The blue tarp of Sarlat...

The blue tarp of Sarlat...
I put the ugly blue tarp up in January to stop rain from leaking into the stonework while we wait for permission to renew it...

Friday, February 3, 2012

Rules, rules, rules…



Why do I keep measuring up run-of-the-mill workmanship to an idealized version of French artistry, the same that created such impressive architectural heritage as grand châteaux to quaint, unpretentious maisons de village? What happened to the legendary artisans of France, those of proud skills and strong amour propre? Let me propose an answer: they’re gone, killed off by government regulation.

When rules tend to be over zealous and invade privacy they fatally end up being silly. Dan and I asked every local carpenter to fix our lovely old windows only to pound our heads against a Gallic wall of defiance. How uncivil of us not to comply with eco-friendly double-glazing standards that make a house wholly airtight – while at the same time learning that a kitchen equipped with a gas stove must have not one but two 4-5 inch-wide vents on the wall, one to let cold air rush in and the other to let warm air flow out! 

For eons the original wood stove in the kitchen has used the same flu as the inglenook fireplace on the other side of the wall. Yet keeping that configuration is now out of the question. No licensed installer would venture to hook up our new cast-iron stove in the salon if the kitchen stove continues to use the same flu. Various catastrophic scenarios, each leading to a pile of ashes, were evoked. The installer would be liable and no insurance company would ever pay the damages - that bugaboo of insurance again. No alternative was offered. We could either have our lovely cast-iron stove in the hearth, or the old-fashioned wood burning stove in the adjoining kitchen, not both. Period.

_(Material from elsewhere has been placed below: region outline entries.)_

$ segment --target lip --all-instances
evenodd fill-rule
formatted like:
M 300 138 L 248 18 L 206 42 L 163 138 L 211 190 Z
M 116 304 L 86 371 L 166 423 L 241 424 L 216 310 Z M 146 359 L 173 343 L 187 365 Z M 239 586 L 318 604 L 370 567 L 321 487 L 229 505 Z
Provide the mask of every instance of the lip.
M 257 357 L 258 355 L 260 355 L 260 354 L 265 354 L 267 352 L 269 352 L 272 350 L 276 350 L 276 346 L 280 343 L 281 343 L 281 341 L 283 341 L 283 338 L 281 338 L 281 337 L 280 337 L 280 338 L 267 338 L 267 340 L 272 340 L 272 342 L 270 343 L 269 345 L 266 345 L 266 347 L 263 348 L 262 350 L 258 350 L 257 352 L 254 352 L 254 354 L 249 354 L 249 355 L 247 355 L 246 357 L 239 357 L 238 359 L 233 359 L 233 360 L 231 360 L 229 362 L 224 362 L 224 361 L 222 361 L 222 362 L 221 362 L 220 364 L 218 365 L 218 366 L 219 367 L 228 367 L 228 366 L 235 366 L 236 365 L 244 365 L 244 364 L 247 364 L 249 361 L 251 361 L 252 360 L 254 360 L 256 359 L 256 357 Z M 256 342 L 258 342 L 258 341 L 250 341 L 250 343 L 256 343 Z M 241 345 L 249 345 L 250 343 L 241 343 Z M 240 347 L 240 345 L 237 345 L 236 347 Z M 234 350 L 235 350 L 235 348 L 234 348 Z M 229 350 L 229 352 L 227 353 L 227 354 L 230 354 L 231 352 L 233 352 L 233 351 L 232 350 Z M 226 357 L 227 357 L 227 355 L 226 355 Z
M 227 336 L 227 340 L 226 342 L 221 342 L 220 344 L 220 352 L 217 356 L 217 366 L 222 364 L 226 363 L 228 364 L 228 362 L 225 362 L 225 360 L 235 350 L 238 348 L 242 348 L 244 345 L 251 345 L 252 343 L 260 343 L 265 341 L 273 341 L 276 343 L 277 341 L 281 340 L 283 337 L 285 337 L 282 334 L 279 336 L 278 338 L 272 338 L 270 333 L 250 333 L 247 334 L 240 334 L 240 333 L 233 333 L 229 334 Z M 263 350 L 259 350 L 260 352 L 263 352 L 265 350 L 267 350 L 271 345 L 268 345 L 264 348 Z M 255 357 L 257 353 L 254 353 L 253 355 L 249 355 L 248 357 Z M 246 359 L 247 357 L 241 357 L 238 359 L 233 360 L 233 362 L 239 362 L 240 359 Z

Dealing with spaces under the sloping roof is also not easy. One has to be willing to make compromises. Wider rooms means lower slopes. A painful choice has to be made between stumbling around the bed and banging your head on the slanting beams. Space must be use inventively in order to create bathrooms and wardrobes whereby a sliding door, or a narrow one, can solve a problem. But we were informed that a door in France cannot be narrower than seventy-three centimeters (29”). Why seventy-three? Is that the width of a standard stretcher? Or the waistline of the fattest person in the country? You are left wondering what happens if you challenge the law.

Current legislation concerning electrical installations offers interesting anthropological insights. Our crew quibbled about an outlet that they had already installed, asking where we intended to position our bathroom fixtures. “Oh, too close to the faucets,” they objected. One meter away is the law, so they repositioned the outlet a full meter above the sink on a sloping wall. We will almost have to climb to the ceiling to use a hairdryer or electric razor.

Another spot in another bathroom was also suspect. The electrician measured several times and shook his head. This time the lighting fixture above the sink was not far enough from the shower enclosure. “What’s the problem,” I asked belligerently, “what can happen?” He squirmed while trying to think of a sensible example. “Someone might try to change the bulb while taking a shower,” he finally offered. “Well,” I rebutted, “assuming that a shower enclosure is the obvious place to store spare bulbs, if someone really wants to screw in a new one while taking a shower, he or she deserves a Darwin Award and selective extinction.” The man grimaced and mimicked that his hands were being cuffed.